Son dos verbos que en la Biblia aparecen casi
siempre inseparables y amarraditos el uno al otro. Alguna vez se sueltan y se usan solos, como en la polémica de Jesús con el jefe de la sinagoga y él habla de desatar a un burro (¿habría cuadra en su casa de Nazaret? Vaya tema apasionante para una tesis doctoral…).
Y dijo lo de desatar para justificarse después de haber cometido la osadía, horrenda para el jerifalte sinagogal, de enderezar en sábado a una mujer que estaba encorvada (Lc 13,10-17). Quizá en el fondo tenía la secreta esperanza de
desatar de su burricie a los que también vivían encorvados, solo que mucho peor, por mil y una prescripciones de la ley que gravitaban sobre sus espaldas como un fardo pesadísimo.

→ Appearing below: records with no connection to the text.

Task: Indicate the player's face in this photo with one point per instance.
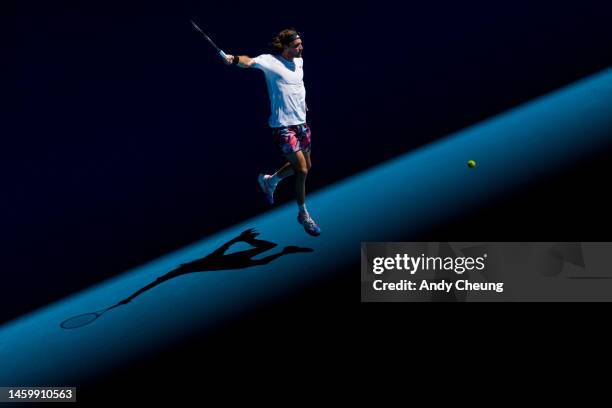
(295, 48)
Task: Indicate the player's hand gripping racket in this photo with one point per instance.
(219, 50)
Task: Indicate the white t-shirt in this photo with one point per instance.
(285, 88)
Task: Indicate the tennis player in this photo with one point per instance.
(283, 70)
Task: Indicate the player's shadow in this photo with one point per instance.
(215, 261)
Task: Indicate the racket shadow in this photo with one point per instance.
(215, 261)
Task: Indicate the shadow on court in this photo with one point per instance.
(215, 261)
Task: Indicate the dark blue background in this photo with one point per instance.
(124, 137)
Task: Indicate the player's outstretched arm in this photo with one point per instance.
(243, 61)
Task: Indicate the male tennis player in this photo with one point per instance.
(284, 77)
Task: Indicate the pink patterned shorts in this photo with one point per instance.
(292, 139)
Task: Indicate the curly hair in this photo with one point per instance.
(283, 39)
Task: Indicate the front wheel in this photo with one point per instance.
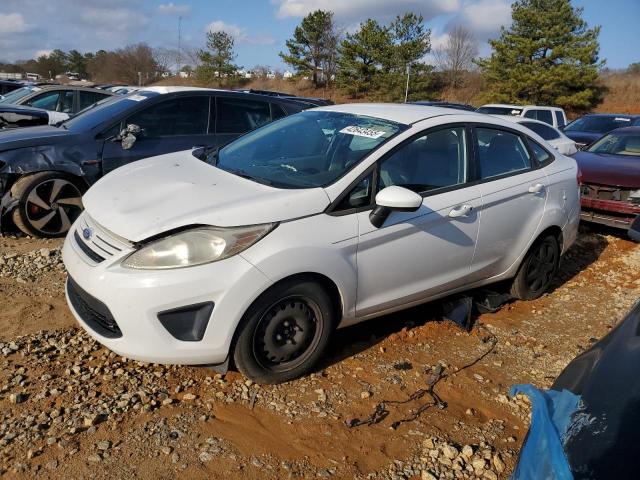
(285, 332)
(48, 203)
(537, 269)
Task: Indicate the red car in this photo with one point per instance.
(610, 185)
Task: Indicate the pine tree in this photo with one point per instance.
(312, 50)
(217, 59)
(547, 57)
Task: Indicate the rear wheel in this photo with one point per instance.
(285, 332)
(537, 269)
(48, 203)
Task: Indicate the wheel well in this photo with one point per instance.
(326, 283)
(557, 234)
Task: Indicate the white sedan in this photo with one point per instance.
(555, 137)
(323, 219)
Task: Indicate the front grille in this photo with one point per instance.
(97, 243)
(92, 311)
(603, 192)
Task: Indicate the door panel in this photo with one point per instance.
(414, 255)
(513, 205)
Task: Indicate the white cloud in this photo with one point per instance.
(359, 10)
(239, 34)
(42, 53)
(12, 23)
(172, 9)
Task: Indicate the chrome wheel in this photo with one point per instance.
(52, 206)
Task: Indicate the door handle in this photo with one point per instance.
(460, 211)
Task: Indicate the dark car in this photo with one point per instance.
(59, 102)
(586, 130)
(610, 170)
(588, 425)
(7, 86)
(457, 106)
(45, 170)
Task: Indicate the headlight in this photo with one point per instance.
(195, 247)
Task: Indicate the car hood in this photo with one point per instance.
(159, 194)
(32, 137)
(583, 137)
(603, 169)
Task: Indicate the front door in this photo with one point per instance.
(168, 126)
(414, 255)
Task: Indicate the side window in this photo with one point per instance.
(47, 100)
(359, 196)
(89, 98)
(239, 116)
(543, 157)
(545, 132)
(435, 160)
(65, 105)
(178, 116)
(545, 116)
(500, 153)
(277, 112)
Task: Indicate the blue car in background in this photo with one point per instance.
(44, 170)
(589, 128)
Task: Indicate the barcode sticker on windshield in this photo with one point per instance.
(362, 131)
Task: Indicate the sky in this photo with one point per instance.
(260, 28)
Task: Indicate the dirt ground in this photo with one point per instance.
(86, 413)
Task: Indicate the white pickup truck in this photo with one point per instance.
(552, 115)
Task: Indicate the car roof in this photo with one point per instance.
(513, 118)
(406, 113)
(510, 105)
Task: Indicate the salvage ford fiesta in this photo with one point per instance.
(257, 252)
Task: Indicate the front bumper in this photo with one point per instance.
(134, 298)
(613, 213)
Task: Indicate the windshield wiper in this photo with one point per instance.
(244, 174)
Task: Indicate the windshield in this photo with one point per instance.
(499, 110)
(306, 150)
(597, 124)
(618, 144)
(105, 110)
(12, 97)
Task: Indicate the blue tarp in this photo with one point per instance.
(542, 455)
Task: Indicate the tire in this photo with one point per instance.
(537, 270)
(48, 203)
(285, 332)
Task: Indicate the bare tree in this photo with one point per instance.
(455, 57)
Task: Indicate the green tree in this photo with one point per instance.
(361, 57)
(313, 48)
(216, 60)
(548, 56)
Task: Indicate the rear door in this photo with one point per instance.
(236, 116)
(514, 193)
(171, 125)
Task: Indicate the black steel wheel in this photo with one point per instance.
(537, 270)
(285, 332)
(48, 204)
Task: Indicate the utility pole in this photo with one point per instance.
(179, 44)
(406, 90)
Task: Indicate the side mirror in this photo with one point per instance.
(393, 198)
(129, 135)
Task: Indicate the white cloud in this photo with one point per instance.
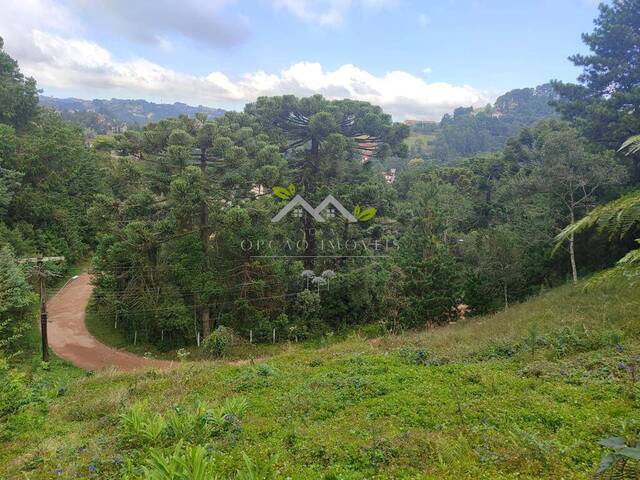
(51, 48)
(327, 13)
(204, 21)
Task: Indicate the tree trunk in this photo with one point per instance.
(206, 321)
(572, 252)
(204, 239)
(307, 223)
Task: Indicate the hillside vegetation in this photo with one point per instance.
(525, 393)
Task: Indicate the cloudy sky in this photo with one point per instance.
(417, 59)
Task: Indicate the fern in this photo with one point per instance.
(631, 145)
(616, 217)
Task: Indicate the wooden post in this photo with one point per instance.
(43, 308)
(41, 274)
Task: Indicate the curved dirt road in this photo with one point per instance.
(70, 339)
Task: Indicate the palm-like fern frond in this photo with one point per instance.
(617, 217)
(631, 145)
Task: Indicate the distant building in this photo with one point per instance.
(118, 128)
(390, 175)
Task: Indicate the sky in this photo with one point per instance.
(416, 59)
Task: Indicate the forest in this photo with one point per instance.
(175, 219)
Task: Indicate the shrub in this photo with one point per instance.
(218, 343)
(13, 390)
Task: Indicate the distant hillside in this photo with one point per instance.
(469, 131)
(108, 116)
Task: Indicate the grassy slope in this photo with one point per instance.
(465, 401)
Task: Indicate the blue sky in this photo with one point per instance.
(416, 59)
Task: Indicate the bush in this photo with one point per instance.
(218, 343)
(13, 390)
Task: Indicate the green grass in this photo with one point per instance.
(472, 400)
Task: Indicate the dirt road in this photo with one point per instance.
(70, 339)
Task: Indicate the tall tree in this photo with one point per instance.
(605, 103)
(18, 95)
(574, 175)
(352, 131)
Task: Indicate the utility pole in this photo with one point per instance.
(41, 274)
(204, 238)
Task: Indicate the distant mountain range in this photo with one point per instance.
(468, 131)
(112, 116)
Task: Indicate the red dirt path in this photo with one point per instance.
(70, 339)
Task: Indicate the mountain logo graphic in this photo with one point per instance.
(297, 205)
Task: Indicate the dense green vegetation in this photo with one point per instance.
(110, 116)
(470, 131)
(382, 352)
(525, 393)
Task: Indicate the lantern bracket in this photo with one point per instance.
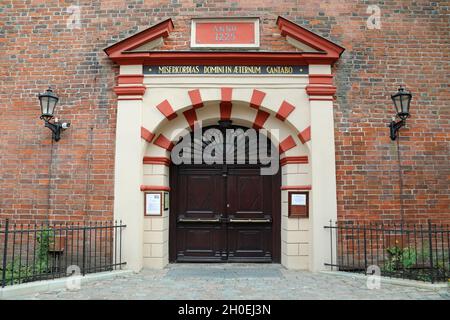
(56, 128)
(394, 127)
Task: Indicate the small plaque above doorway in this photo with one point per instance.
(225, 33)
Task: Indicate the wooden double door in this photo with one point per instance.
(224, 213)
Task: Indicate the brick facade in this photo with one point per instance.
(38, 49)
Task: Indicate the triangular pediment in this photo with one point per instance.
(148, 47)
(146, 40)
(306, 40)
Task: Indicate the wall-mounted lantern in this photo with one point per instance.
(48, 101)
(402, 99)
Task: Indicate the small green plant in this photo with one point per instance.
(400, 258)
(17, 272)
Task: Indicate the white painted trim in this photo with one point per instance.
(194, 29)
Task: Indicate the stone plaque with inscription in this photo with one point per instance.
(225, 33)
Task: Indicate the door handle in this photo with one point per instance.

Qué buena ocasión la del Sínodo de la familia que estamos viviendo en este mes para
desatar a quienes viven con la conciencia abrumada por tantas normativas obsoletas que huelen al alcanfor con que nuestras bisabuelas guardaban sus enaguas.
Y para recordarnos que
lo importante es vivir atados a las prácticas de Jesús y a su Evangelio, porque sólo ahí respiramos anchura y libertad.